Loading file /bigdata/shared/atlas_rpv/atlas-rpv-images/train.h5
Loading 412416/412416 events
Loading file /bigdata/shared/atlas_rpv/atlas-rpv-images/val.h5
Loading 137471/137471 events
Loading file /bigdata/shared/atlas_rpv/atlas-rpv-images/test.h5
Loading 137471/137471 events
CPU times: user 1min 20s, sys: 1min 7s, total: 2min 27s
Wall time: 2min 27s


In [8]:
print('train shape:', train_input.shape)
print('valid shape:', valid_input.shape)
print('test shape: ', test_input.shape)

train shape: (412416, 64, 64, 1)
valid shape: (137471, 64, 64, 1)
test shape:  (137471, 64, 64, 1)


## Define the model

In [9]:
def build_model(input_shape, optimizer='adam'):
    inputs = layers.Input(shape=input_shape)
    h = layers.Conv2D(64, kernel_size=(3, 3), activation='relu', strides=1, padding='same')(inputs)
    h = layers.Conv2D(128, kernel_size=(3, 3), activation='relu', strides=2, padding='same')(h)
    h = layers.Conv2D(256, kernel_size=(3, 3), activation='relu', strides=1, padding='same')(h)
    h = layers.Conv2D(256, kernel_size=(3, 3), activation='relu', strides=2, padding='same')(h)
    h = layers.Flatten()(h)
    h = layers.Dense(512, activation='relu')(h)
    outputs = layers.Dense(1, activation='sigmoid')(h)
    model = models.Model(inputs, outputs, 'RPVClassifier')
    model.compile(optimizer=optimizer,
                  loss='binary_crossentropy',
                  metrics=['accuracy'])
    return model

## Train the model

In [10]:
# Training config
batch_size = 256
n_epochs = 5
use_weights = False

In [11]:
model = build_model(train_input.shape[1:])
model.summary()

_________________________________________________________________
Layer (type)                 Output Shape              Param #   
input_1 (InputLayer)         (None, 64, 64, 1)         0         
_________________________________________________________________
conv2d_1 (Conv2D)            (None, 64, 64, 64)        640       
_________________________________________________________________
conv2d_2 (Conv2D)            (None, 32, 32, 128)       73856     
_________________________________________________________________
conv2d_3 (Conv2D)            (None, 32, 32, 256)       295168    
_________________________________________________________________
conv2d_4 (Conv2D)            (None, 16, 16, 256)       590080    
_________________________________________________________________
flatten_1 (Flatten)          (None, 65536)             0         
_________________________________________________________________
dense_1 (Dense)              (None, 512)               33554944  
__________

In [12]:
fit_args = dict(x=train_input, y=train_labels,
                batch_size=batch_size, epochs=n_epochs,
                validation_data=(valid_input, valid_labels))
if use_weights:
    fit_args.update(sample_weight=train_weights,
                    validation_data=(valid_input, valid_labels, valid_weights))
history = model.fit(**fit_args)

Train on 412416 samples, validate on 137471 samples
Epoch 1/5
Epoch 2/5
Epoch 3/5
Epoch 4/5
Epoch 5/5


## Evaluate on the test set

In [17]:
def summarize_metrics(labels, outputs, threshold=0.5, weights=None):
    preds = outputs > threshold
    
    print('Metrics summaries with threshold of %.3f' % threshold)
    print('Accuracy:   %.4f' % metrics.accuracy_score(labels, preds, sample_weight=weights))
    print('Purity:     %.4f' % metrics.precision_score(labels, preds, sample_weight=weights))
    print('Efficiency: %.4f' % metrics.recall_score(labels, preds, sample_weight=weights))

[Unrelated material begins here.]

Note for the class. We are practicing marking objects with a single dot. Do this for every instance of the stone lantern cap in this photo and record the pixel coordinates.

    fpr, tpr, _ = metrics.roc_curve(labels, outputs, sample_weight=weights)
    plt.figure()
    plt.plot(fpr, tpr)
    plt.plot([0, 1], [0, 1], '--')
    plt.xlabel('False positive rate')
    plt.ylabel('True positive rate')

In [14]:
test_output = model.predict(test_input)
test_output = test_output.squeeze(-1)

In [18]:
# Unweighted results
summarize_metrics(test_labels, test_output)

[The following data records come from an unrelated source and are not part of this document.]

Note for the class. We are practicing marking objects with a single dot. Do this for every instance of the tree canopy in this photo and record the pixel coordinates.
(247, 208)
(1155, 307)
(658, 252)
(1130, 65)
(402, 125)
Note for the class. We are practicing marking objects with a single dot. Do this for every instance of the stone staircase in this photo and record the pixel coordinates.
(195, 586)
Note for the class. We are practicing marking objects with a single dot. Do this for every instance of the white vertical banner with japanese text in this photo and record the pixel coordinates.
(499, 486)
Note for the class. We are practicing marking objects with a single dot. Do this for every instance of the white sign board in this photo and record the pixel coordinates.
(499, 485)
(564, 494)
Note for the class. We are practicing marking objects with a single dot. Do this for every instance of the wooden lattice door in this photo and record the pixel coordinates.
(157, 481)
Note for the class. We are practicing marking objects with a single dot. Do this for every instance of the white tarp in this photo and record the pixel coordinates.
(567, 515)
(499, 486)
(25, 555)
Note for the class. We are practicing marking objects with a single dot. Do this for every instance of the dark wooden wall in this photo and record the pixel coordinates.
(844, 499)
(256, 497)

Metrics summaries with threshold of 0.500
Accuracy:   0.9898
Purity:     0.9874
Efficiency: 0.9889


<IPython.core.display.Javascript object>

In [22]:
# Weighted results
summarize_metrics(test_labels, test_output, weights=test_weights, threshold=0.999)

Metrics summaries with threshold of 0.999
Accuracy:   1.0000
Purity:     0.8536
Efficiency: 0.6613


<IPython.core.display.Javascript object>

In [31]:
# Visualize the model output
plt.figure()

# Select real/fake sample model outputs
real_idx = test_labels > 0.5
fake_idx = (real_idx == False)

binning=dict(bins=100, range=(0, 1), log=True)
plt.hist(test_output[fake_idx], weights=test_weights[fake_idx], label='Fake', **binning)
plt.hist(test_output[real_idx], weights=test_weights[real_idx], label='Real', **binning)
plt.legend(loc=0);

<IPython.core.display.Javascript object>